YoshitakaMo / localcolabfold

ColabFold on your local PC
MIT License
559 stars 128 forks source link

why my colabfold_search run takes too long time? #245

Open spark159 opened 1 month ago

spark159 commented 1 month ago

Caution: Please only report your issue related to the installation on your local PC or macOS. If you can get the help message by colabfold_batch --help or run a test prediction successfully, your installation is successful.
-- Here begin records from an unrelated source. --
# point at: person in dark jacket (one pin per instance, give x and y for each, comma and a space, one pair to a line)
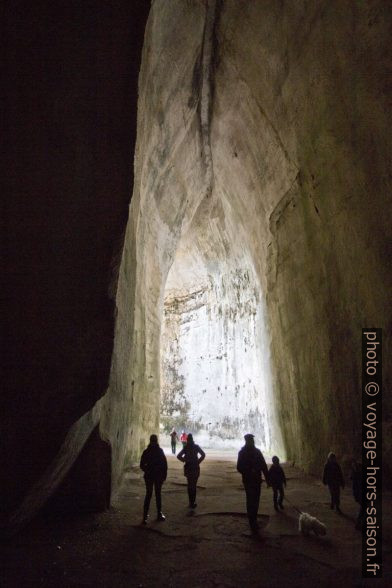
277, 480
192, 456
251, 464
333, 478
356, 478
173, 440
154, 465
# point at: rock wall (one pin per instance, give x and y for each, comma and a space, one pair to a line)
71, 75
215, 373
262, 126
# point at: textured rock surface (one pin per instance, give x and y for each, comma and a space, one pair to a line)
263, 143
289, 164
215, 372
71, 97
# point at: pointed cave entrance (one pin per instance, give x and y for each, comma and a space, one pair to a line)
214, 355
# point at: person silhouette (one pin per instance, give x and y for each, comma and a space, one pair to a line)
277, 480
173, 440
356, 478
333, 477
251, 464
153, 462
189, 455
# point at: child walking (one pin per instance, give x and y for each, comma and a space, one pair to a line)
277, 480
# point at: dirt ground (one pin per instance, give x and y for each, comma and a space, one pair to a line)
209, 547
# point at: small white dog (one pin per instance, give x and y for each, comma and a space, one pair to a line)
307, 523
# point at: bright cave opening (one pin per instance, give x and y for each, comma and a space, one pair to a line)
215, 377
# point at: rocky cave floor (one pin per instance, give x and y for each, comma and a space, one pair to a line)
210, 547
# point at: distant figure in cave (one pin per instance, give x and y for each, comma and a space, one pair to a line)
183, 438
333, 478
277, 480
356, 478
251, 464
154, 465
189, 455
173, 440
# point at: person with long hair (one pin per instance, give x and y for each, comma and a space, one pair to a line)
191, 455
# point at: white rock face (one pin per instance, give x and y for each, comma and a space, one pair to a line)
261, 152
215, 372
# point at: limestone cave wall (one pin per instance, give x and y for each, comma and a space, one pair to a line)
262, 126
270, 117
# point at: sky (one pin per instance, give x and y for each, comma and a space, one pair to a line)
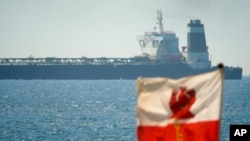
108, 28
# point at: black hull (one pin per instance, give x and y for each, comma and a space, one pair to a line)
95, 72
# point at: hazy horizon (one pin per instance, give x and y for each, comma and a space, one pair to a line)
95, 28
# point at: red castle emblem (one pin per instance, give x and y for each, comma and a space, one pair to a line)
181, 102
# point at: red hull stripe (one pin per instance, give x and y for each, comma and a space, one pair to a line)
200, 131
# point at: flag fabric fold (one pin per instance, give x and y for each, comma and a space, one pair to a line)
185, 109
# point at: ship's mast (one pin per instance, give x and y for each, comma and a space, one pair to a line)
159, 21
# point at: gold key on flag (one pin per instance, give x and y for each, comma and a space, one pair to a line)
185, 109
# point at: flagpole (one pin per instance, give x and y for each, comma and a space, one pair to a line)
221, 69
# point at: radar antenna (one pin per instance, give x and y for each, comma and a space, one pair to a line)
159, 19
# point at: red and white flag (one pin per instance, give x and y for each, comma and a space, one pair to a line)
186, 109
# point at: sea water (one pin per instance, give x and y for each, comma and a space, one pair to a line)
91, 110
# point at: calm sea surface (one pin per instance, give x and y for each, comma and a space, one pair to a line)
91, 110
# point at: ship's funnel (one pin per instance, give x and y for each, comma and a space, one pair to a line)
196, 37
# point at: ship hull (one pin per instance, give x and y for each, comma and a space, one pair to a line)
95, 72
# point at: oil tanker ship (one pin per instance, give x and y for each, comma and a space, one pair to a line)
160, 57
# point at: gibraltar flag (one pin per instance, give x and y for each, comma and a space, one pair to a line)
186, 109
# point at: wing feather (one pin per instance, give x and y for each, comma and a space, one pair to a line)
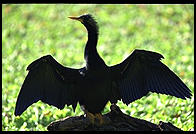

Requests or questions regarding ColabFold features should be directed to ColabFold repo's issues.


What is your installation issue?

I tried to run colabfold_search in SLURM cluster but it takes like more than 2 days, even though input fasta is just single input.

Computational environment

I used this job allocations:

SBATCH -c 10 # Requested cores

SBATCH --time=2-00:00 # Runtime in D-HH:MM format

SBATCH --partition=medium # Partition to run in

SBATCH --mem=100GB # Requested Memory

SBATCH -o %j.out # File to which STDOUT will be written, including job ID (%j)

SBATCH -e %j.err # File to which STDERR will be written, including job ID (%j)

To Reproduce

And this my colabfold_search execute command: colabfold_search \ --use-env 1 \ --use-templates 0 \ --db-load-mode 2 \ --mmseqs mmseqs \ --threads 4 \ ${input_path} \ ${database_path} \ ${output_path}

and my fasta input is simply this:

S1_S8 NHIIIPSYASWFDYNCIHVIERRALPEFFNGKNKSKTPEIYLAYRNFMIDTYRLNPQEYLTSTACRRNLTGDVCAVMRVHAFLEQWGLVNYQVDPESRPMAMGPPPTPHFNVLADTPSGLVPLHLRSPQVPAAQQMLNFPEKNKEKPVDLQNFGLRTDIYSKKTLAKSKGASAGREWTEQETLLLLEALEMYKDDWNKVSEHVGSRTQDECILHFLRLPIEDPYLENSDASLGPLAYQPVPFSQSGNPVMSTVAFLASVVDPRVASAAAKAALEEFSRVREEVPLELVEAHVKKVQEAAR:PLCTLLDWQDSLAKRCVCVSNTIRSLSFVPGNDFEMSKHPGLLLILGKLILLHHKHPERKQAPLTYEKEEEQDQGVSCNKVEWWWDCLEMLRENTLVTLANISGQLDLSPYPESICLPVLDGLLHWAVCPSAEAQDPFSTLGPNAVLSPQRLVLETLSKLSIQDNNVDLILATPPFSRLEKLYSTMVRFLSDRKNPVCREMAVVLLANLAQGDSLAARAIAVQKGSIGNLLGFLEDSLAATQFQQSQASLLHMQNPPFEPTSVDMMRRAARALLALAKVDENHSEFTLYESRLLDISVSPLMNSLVSQVICDVLFLIGQS

Expected behavior

I expected short run time like few hours, but it takes more than 2 days and job was cancelled. And I attaching the log file, too. 42792350.txt

Thank you for your help in advance!

YoshitakaMo commented 1 month ago

This issue is not about the installation itself. Because colabfold_search depends largely on the machine environment, such as the file system, storage (> 2TB SSD is highly recommended for best performance), RAM (> 768 GB for best performance), and whether or not vmtouch is used. If your job was run on a shared supercomputer and the file system is RAID or network mounted, the calculation speed will be too slow.

spark159 commented 1 month ago

Thank you so much for your kind response!

Just few more questions.

Do you have any suggestions to increase the speed of run in my current environment? What is the most important parameter for determining the performance speed? Probably, RAM memory (>768 GB)?

Thank you!

YoshitakaMo commented 1 month ago

In my experience, the most important factor is the file system and the use of SSD. If the sequence databases are placed on an SSD connected by a SATA cable, colabfold_search returns the result in 30~60 minutes even if the machine has only 64GB RAM (in my Desktop Ubuntu 22.04). However, using HDD or network-mounted drive will slow the calculation by more than 10 times. If the sequence databases can be fully cached on the RAM (>768GB) on the first run of colabfold_search, subsequent runs will be extremely fast, on par with the MMSeqs web server.